2.3/10
Senior Film Conservator

A definitive 2.3/10 rating for a film that redefined the boundaries of cult cinema. If I Were King remains a cornerstone of transgressive art.
Honestly, only if you are deeply into 1930s German film history or have a weirdly specific obsession with period costume dramas that feel like they were filmed inside a shoebox. If you’re looking for a breezy Saturday night watch, keep looking. This is for the completists and the people who find old-fashioned theatrical acting charming instead of just exhausting.

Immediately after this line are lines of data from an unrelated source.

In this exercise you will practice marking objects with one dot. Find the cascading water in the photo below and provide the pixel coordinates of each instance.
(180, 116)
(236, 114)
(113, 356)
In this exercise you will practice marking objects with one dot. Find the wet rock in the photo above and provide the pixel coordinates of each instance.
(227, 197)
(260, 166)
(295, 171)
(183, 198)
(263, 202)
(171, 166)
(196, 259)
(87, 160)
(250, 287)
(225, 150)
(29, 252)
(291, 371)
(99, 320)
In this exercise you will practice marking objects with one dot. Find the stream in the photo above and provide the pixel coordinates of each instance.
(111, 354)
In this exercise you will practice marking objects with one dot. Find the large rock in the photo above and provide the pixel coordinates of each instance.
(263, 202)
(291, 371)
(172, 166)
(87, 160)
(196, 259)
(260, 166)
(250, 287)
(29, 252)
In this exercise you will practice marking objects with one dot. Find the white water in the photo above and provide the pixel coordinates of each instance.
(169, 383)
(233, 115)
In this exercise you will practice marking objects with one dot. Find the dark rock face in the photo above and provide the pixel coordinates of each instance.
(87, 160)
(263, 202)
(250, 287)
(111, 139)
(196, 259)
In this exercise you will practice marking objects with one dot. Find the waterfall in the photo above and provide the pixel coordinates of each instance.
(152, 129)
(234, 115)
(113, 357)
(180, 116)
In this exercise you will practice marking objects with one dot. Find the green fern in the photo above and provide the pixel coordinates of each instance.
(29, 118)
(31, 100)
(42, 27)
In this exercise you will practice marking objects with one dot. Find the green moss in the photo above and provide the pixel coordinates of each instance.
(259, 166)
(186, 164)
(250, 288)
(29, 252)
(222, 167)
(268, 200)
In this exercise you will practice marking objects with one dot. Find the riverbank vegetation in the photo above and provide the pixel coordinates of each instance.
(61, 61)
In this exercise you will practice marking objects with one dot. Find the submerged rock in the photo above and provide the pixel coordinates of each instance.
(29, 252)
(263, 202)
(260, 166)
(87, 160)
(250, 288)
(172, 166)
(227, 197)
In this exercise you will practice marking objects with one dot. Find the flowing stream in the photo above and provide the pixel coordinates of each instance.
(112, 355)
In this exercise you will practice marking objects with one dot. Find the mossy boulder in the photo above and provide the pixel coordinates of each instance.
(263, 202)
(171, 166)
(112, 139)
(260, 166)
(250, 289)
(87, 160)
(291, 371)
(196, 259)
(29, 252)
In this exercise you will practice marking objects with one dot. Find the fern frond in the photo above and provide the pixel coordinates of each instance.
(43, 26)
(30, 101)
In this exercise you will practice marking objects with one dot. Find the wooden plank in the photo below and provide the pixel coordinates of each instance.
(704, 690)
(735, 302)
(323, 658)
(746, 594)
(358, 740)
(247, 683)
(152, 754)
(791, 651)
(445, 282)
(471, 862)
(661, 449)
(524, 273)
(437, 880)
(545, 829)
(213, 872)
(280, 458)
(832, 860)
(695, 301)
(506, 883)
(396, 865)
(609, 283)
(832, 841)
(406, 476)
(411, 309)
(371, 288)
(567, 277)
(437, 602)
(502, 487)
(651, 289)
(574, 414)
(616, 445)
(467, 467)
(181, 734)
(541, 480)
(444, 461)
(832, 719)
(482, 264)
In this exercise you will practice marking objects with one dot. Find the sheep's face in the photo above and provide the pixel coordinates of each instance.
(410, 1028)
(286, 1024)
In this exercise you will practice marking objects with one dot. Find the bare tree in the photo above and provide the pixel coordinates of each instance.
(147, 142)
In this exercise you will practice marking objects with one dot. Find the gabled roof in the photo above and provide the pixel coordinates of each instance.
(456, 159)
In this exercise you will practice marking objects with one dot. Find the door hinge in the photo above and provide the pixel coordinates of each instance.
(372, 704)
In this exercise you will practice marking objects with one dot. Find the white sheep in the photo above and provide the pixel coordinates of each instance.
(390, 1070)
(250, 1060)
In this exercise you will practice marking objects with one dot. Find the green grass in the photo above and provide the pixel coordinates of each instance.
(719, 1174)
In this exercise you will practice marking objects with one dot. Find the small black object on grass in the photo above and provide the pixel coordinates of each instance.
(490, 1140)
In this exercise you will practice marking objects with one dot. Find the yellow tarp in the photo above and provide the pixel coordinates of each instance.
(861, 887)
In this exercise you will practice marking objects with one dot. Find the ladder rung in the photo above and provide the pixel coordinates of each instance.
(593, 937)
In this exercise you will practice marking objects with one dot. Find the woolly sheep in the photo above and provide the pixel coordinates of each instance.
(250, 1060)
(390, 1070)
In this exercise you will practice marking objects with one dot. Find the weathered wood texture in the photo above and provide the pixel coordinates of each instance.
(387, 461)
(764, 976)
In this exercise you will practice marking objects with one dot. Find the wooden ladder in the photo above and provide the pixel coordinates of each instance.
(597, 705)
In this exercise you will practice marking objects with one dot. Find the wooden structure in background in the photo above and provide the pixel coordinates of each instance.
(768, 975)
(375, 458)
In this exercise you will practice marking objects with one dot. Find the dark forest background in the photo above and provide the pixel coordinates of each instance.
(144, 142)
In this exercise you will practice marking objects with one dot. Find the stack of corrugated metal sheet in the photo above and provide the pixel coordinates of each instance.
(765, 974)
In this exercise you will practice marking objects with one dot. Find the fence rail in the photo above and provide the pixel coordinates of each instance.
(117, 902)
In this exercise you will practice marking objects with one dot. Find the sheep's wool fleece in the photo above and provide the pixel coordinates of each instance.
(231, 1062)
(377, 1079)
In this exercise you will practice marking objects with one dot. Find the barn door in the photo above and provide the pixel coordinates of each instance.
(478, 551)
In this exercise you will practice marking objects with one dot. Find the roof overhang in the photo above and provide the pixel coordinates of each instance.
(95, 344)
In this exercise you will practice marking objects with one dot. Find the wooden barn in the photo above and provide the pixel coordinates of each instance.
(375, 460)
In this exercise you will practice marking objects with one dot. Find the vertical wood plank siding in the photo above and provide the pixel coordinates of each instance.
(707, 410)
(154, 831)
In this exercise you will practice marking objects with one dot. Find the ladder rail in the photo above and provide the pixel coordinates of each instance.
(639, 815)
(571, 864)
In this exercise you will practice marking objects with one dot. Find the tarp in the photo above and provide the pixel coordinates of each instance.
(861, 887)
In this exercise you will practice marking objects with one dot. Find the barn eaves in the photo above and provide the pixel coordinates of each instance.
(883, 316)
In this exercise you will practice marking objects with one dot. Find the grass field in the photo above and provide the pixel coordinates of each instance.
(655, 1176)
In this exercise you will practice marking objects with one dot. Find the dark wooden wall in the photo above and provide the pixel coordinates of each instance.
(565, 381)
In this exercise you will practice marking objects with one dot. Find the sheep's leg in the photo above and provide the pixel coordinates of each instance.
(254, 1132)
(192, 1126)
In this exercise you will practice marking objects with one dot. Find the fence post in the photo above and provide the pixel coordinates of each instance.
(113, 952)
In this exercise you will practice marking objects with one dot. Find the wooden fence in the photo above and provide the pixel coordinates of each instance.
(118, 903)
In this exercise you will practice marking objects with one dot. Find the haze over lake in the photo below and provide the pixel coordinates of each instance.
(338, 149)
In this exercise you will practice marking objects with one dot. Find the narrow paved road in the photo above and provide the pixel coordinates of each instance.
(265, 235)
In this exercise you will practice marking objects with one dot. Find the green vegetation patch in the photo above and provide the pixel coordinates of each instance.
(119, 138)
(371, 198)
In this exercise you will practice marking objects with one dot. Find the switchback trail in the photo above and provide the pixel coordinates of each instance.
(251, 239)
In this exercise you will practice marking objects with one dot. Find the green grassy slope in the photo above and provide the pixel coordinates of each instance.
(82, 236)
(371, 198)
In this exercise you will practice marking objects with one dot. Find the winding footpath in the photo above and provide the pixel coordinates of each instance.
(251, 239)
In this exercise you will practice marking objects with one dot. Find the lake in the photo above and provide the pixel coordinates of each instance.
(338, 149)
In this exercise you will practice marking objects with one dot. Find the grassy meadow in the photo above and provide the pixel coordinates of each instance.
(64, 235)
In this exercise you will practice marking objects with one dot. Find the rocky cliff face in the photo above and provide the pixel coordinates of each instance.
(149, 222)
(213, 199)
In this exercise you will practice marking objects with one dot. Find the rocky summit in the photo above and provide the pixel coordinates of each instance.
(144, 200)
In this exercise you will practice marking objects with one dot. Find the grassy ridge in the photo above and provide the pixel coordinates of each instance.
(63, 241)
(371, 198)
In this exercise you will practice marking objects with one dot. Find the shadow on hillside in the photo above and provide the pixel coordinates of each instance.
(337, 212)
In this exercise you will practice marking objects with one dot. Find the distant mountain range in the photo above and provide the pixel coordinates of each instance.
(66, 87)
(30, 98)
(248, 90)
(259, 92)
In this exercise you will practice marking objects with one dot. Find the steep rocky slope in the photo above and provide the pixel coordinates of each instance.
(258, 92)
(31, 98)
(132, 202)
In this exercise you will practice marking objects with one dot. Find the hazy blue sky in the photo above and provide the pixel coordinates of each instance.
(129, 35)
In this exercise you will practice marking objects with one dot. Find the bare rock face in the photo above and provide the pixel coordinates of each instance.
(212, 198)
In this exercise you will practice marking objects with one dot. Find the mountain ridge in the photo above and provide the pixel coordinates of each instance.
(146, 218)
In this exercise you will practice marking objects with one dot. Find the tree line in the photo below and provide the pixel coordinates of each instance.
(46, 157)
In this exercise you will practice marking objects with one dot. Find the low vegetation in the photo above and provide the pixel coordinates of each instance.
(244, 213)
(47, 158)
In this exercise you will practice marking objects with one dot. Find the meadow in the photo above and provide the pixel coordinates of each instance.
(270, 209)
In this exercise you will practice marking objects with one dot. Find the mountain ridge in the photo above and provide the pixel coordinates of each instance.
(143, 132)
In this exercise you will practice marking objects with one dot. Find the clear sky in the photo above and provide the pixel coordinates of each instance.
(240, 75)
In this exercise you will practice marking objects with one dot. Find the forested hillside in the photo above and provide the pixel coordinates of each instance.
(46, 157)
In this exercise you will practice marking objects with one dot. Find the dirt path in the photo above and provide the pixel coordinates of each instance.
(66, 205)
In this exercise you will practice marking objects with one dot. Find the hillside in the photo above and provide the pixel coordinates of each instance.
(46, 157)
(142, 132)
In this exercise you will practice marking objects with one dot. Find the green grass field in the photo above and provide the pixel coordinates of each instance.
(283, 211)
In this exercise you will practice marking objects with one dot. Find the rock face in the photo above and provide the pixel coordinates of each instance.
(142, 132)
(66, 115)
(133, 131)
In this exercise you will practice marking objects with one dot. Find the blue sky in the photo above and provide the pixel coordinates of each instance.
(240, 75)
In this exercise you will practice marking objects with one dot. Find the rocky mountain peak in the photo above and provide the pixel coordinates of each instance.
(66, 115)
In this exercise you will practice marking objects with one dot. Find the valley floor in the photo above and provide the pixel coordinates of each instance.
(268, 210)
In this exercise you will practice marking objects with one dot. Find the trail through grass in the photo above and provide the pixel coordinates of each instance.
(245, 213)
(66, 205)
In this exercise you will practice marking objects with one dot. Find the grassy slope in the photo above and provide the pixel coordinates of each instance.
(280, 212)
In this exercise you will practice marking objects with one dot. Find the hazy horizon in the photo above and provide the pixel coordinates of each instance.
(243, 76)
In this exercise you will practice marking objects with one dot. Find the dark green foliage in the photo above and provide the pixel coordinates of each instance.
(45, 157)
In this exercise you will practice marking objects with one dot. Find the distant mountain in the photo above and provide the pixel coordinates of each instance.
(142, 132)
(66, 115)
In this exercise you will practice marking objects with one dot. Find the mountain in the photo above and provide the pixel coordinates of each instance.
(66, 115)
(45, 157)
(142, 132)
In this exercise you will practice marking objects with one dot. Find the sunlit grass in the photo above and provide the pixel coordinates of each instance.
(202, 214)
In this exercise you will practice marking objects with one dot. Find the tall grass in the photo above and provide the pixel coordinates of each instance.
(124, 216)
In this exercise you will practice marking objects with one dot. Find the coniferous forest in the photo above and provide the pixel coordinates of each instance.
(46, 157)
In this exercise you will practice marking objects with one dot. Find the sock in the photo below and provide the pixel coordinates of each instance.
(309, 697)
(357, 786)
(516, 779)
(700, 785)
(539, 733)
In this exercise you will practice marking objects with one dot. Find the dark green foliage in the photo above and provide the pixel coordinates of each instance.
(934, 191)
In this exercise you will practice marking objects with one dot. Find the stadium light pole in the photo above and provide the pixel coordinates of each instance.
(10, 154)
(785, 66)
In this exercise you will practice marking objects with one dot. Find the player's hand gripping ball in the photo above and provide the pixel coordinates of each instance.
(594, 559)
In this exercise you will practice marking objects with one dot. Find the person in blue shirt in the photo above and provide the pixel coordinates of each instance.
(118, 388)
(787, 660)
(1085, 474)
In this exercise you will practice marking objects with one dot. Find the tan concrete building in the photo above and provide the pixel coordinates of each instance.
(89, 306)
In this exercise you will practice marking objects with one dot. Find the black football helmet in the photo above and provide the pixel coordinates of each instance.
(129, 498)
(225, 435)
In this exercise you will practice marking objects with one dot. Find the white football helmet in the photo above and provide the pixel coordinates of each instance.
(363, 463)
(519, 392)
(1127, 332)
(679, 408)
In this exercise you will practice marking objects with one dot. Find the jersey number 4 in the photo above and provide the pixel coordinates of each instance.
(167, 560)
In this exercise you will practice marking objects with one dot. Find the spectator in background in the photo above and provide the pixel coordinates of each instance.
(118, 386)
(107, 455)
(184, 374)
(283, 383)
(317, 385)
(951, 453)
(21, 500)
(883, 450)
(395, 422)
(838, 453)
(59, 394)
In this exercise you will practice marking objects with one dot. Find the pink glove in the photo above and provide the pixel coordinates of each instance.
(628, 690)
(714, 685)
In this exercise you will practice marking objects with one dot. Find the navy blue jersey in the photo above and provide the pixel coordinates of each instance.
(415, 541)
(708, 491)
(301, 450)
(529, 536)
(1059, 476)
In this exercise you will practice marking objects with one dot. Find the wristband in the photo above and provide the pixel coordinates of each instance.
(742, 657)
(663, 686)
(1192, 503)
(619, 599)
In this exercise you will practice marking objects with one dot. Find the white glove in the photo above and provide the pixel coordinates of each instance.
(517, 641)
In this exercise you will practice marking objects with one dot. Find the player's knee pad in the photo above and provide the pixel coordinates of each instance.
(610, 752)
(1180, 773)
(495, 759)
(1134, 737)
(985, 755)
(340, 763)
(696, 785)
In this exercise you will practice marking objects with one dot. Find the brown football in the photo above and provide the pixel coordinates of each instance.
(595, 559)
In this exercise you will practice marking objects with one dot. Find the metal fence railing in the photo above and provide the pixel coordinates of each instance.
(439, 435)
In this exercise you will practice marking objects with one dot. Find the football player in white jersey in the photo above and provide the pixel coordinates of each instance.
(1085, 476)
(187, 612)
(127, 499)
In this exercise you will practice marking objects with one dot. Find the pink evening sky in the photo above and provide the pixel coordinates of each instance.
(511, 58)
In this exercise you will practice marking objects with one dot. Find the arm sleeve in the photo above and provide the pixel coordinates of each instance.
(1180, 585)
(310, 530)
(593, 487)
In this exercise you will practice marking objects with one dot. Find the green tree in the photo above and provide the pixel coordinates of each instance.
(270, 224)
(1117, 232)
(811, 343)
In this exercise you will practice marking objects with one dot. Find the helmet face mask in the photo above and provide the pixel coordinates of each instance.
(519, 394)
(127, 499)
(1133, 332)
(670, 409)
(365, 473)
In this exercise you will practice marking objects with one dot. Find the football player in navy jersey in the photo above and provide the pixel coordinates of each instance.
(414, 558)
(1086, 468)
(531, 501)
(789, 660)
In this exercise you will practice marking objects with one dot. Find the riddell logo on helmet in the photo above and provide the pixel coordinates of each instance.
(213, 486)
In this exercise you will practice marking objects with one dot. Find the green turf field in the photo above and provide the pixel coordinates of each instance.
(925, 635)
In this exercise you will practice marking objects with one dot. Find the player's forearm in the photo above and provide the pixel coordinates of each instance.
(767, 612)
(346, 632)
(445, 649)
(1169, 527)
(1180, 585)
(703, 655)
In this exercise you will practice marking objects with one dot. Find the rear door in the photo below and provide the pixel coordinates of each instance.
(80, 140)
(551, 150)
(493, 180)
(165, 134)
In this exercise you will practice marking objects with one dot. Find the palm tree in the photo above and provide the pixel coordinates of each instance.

The whole thing feels incredibly stage-bound. You can practically smell the floor wax and the heavy velvet curtains.
There’s this constant, frantic energy to the dialogue that reminded me a bit of the chaos in Orchesterprobe, though without the musical payoff. It’s all very loud, very gesturing, and very "look at me, I’m acting."
Camilla Horn is doing a lot of heavy lifting here. Sometimes she looks like she’s the only one who realized the cameras were rolling, while everyone else is still projecting for the cheap seats in the balcony.
I found myself drifting off around the forty-minute mark, only to be snapped back by a random, loud musical interlude that felt like it belonged in a completely different movie. It’s disjointed. It’s messy.
Is it better than The Mysterious Rider? That’s a low bar, but sure, I guess. At least there’s a sense of ambition here, even if it’s an ambition that consistently trips over its own feet.
You can feel the film struggling against its own budget. It wants to be grand and sweeping, but it’s stuck being small and talky. It’s almost endearing in its failure.
If you watch it, pay attention to the background extras. Some of them are clearly just waiting for lunch. There’s a guy near the throne who looks like he’s having a minor existential crisis every time the lead starts shouting poetry.
Not a classic. Not a disaster. Just a weird artifact.